Tuesday, September 17, 2013

Shin Megami Tensei: Nocturne, or 9 years of hype.

After getting Persona 3: FES as a secret santa gift many years ago, I've been a huge fan of the SMT series. However, I had always heard about Nocturne. Legendary for being incredibly difficult game, but great game. I've talked to a number of people about the game since it's come out, but it took me until recently to finally play through the game. Does it live up to the hype? Does it live up to the more recent games in the series?

First, an introduction to the game, and somewhat the Shin Megami Tensei series: It's post-apocalyptic Pokemon smashed together with mythos from around the world. Instead of capturing cute, cuddly beasts, you talk, bribe, and intimidate demons, angels, monsters, and figures from myth into fighting for you, and when you're done with them, you fuse them together to make even stronger beasts. To be fair to Atlus, the SMT series has been doing this much longer than Pokemon has.

I feel like most of the hype for the game's difficulty actually comes down to traditional JRPG conditioning. Status effects, buffs, and debuffs tend to be worthless when the player use them, either because the fight will be over quicker without them or because bosses are immune. In Nocturne, status effects aren't just effective when used by the player, they basically make every single boss roll over. Maybe half a dozen bosses in the game use spells to take off the buffs or debuffs that the player casts, and access to some of the strongest debuff spells comes very early in the game. Maybe if I hadn't played other Shin Megami Tensei games, I wouldn't have latched on to every buff and debuff spell I could find and spammed them at the start of every fight? But other games make the spells harder to access or bosses tend to get rid of them more frequently. I kept waiting for the boss that would smack me down for defeating it with stat buffs/debuffs, but it never came - including the final bosses of the game and the optional boss. Every single boss fight came down to my main characters spamming the strongest physical attack he had, in the end. Where a physical damage dealing MC is, unfortunately, the only optimal build. Other builds work, but they don't work as well, which is a bit silly.

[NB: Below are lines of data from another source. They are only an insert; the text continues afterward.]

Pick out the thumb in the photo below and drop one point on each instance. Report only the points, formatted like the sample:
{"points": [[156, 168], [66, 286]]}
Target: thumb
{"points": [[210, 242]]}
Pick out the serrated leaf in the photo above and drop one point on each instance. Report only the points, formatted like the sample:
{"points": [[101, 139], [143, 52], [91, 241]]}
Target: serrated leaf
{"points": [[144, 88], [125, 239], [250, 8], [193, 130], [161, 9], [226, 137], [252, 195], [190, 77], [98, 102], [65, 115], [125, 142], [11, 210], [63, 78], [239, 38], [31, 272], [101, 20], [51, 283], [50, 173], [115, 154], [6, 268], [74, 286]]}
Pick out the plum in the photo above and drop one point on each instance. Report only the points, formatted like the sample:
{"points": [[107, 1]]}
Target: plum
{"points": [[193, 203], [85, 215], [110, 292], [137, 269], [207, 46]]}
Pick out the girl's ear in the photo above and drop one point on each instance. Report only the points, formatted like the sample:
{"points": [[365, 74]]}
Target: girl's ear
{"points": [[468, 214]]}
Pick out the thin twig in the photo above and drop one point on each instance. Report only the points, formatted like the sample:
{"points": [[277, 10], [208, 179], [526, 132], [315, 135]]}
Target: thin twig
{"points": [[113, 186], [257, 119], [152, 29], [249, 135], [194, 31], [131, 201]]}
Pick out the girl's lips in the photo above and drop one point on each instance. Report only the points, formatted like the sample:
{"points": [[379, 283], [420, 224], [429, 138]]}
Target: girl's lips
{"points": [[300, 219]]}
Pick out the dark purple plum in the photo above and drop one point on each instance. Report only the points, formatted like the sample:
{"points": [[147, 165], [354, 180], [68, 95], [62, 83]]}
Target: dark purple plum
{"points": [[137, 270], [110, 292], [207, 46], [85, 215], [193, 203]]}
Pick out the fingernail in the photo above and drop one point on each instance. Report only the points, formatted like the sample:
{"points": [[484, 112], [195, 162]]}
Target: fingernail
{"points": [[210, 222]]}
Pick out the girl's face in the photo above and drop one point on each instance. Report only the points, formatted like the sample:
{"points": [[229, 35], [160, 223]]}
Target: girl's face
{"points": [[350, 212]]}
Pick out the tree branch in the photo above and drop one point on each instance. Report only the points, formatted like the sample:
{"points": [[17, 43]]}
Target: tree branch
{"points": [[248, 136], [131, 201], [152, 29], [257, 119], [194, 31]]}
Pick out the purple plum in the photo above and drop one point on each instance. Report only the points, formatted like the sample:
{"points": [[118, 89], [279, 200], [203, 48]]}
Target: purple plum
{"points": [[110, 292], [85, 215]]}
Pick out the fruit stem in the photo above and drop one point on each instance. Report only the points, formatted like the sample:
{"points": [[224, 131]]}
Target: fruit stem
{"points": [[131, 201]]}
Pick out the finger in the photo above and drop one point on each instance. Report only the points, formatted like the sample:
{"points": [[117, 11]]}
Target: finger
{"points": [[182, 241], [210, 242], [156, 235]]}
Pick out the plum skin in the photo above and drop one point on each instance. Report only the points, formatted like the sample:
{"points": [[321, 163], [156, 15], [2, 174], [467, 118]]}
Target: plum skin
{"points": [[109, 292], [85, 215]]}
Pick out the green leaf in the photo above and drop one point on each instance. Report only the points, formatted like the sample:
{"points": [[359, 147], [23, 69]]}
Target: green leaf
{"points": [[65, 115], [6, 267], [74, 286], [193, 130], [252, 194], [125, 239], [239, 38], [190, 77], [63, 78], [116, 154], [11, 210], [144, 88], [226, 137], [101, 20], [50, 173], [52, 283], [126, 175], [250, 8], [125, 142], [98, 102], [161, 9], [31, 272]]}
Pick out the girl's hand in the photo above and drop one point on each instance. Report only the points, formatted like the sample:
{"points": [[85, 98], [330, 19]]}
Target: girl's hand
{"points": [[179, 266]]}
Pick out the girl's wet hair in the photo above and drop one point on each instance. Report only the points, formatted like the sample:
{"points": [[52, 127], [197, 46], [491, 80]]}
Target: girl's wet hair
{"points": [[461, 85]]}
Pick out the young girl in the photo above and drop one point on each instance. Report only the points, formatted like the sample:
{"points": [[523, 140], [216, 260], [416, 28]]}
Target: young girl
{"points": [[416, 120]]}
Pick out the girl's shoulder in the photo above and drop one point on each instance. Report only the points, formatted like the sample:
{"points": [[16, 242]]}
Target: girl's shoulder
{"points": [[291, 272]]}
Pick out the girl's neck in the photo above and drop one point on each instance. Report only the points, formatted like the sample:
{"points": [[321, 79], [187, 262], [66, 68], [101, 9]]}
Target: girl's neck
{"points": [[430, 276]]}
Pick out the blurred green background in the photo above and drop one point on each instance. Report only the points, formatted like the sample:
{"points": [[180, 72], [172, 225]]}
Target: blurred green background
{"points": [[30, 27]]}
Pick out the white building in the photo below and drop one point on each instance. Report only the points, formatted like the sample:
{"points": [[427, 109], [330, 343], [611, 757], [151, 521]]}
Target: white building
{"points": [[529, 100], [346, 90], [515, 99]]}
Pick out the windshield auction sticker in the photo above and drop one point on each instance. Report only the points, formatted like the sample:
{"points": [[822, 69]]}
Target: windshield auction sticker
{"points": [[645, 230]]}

That isn't to say there aren't difficulty spikes, but I feel like it comes down to sucker punches. A lot of early bosses, you'll have to go into twice (or look the boss up, to be honest) because that way you know what the boss is weak to and what element / ailment the boss uses - but once you know that, the boss is easy. And then there are the things that are impossible to completely prepare for. Large groups of foes ambushing you and killing your full HP Main Character (and the Main Character dying is a game over, no chance to revive him) before you can act, instant death spells before you can become immune to them, and a certain boss that can give himself infinite turns at will come to mind as things that frustrated me when I lost progress for things that were basically entirely out of my control. This isn't something that other JRPGs don't have... but it seems to pop up a bit more in SMT games.

This isn't to say the game is entirely a pushover or bullshit - the dungeons of the game are still very well designed. The SMT series started off as a first person dungeon crawl, which is a genre that survives on the dungeons being interesting. Nocturne's dungeons are a bit of a breath of fresh air, compared to most JRPGs. They tend to be more about how long your party can survive between healing, which makes normal encounters more impactful than usual. The mazes, puzzles, pitfalls, teleportation points, damaging floors, and other traps make dungeon trips feel more like the meat of the game, rather than what's stopping you from advancing in the plot.

And yet, despite all my complaints about the game, I actually really enjoyed the game. Nocturne's story is somewhat thin, in a conventional sense, but it makes up for it in presentation. The game takes place in post-apocalytpic Tokyo and Atlus manages to capture the feel of being alone in a wasteland, being in a world that's hostile to your very existence pretty well. There are very few conventional NPCs - most of the idle dialogue is provided by ghosts or demons. Not even towns, or the ruins of, are safe from random encounters or even boss battles, in a couple situations.

Atlus also eschews the normal good vs evil conflict and instead has the player choose who they wish to align themselves with, if they want to align with anyone at all. There's 6 endings, which correspond to the various beliefs as to how the world should be, as championed by the few remaining humans left. Most of the important NPCs you interact with end up dead or disillusioned or both - depending on the path you take, maybe even by your hands.

So, the atmosphere and the aesthetic really save the game for me, though I probably would have finished the game even if I didn't end up enjoying it, thanks to the hype.

Finally, my total hours tally on the game, according to my save, is 140 hours. Add maybe 10 hours for game overs and things I had to redo, subtract maybe 30-40 for the game sitting idle (I'm bad about that). Safe to say, the game is a looong game. That's doing all the optional content, though.

Now what the hell do I do with my life free time?